Last Updated: October 18, 2013 by
Categories: Auto Insurance, Driving to Mexico, Tips

Passport Books and a Map of MexicoMexico insurance companies often get a bad rap. Why? For not paying claims. The truth is that it is a classic case of a couple of bad apples spoiling the whole bunch. For years Mexpro has screamed from the roof-tops that not all insurance companies are created equal. In the US there are many protections and regulations that monitor the quality of insurance companies. Many of these are legislated on a state or federal level, and others are done by third party auditing companies such as A.M. Best. Typically a rating of "A-" (think high school grades) indicates that a company is sufficiently capable of paying your claim. Anything lower indicates the company isn’t as strong as it should be, and anything higher is better. In Mexico however, there are few companies that subject themselves to an audit for the purpose of proving financial stability. The result has been poor claims service.

Mexican government officials have recognized this problem, and are working to implement the new reporting requirements. The Mexico Insurance and Finance commission will be implementing "European Solvency II" regulations with a target date of 2015 (similar to Dodd Frank act protections in the USA), which will force insurers to shore up their capitalization, balance sheets, and pricing, and be subject to better US and European style financial regulation. The importance of this new law cannot be understated and will have a massive impact in the market, particularly on smaller and B-rated or unrated insurers, many of whom may struggle to meet the new financial requirements required to continue operations.

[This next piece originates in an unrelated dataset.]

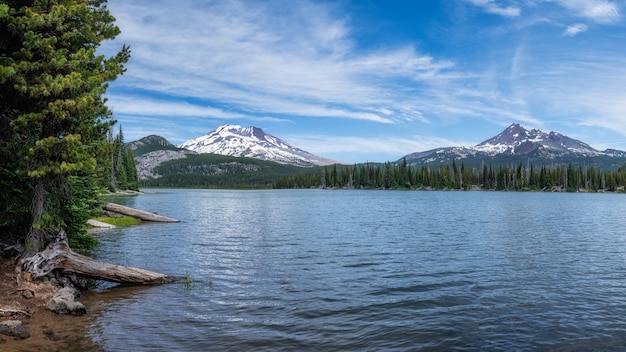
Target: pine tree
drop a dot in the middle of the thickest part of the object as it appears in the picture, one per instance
(53, 115)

For Mexpro customers this will have little impact as ABA, ACE and GNP will meet these requirements. ABA and ACE are a part of a large international insurance conglomerate that is "A+" rated. To get that rating the books of all the operating companies (such as ABA and ACE) were reviewed. GNP has an "A-" rating according to A.M. Best. However, there are many Mexican insurance companies that will not meet these, and fail to meet any standard of financial capability. Many of these companies do not charge sufficient premium to take care of the risk they take on, making their prices attractive. Unfortunately, too many consumers fall into the trap, saving a few nickels in exchange for claims headaches later. It is more important than ever to purchase from quality insurance companies in Mexico.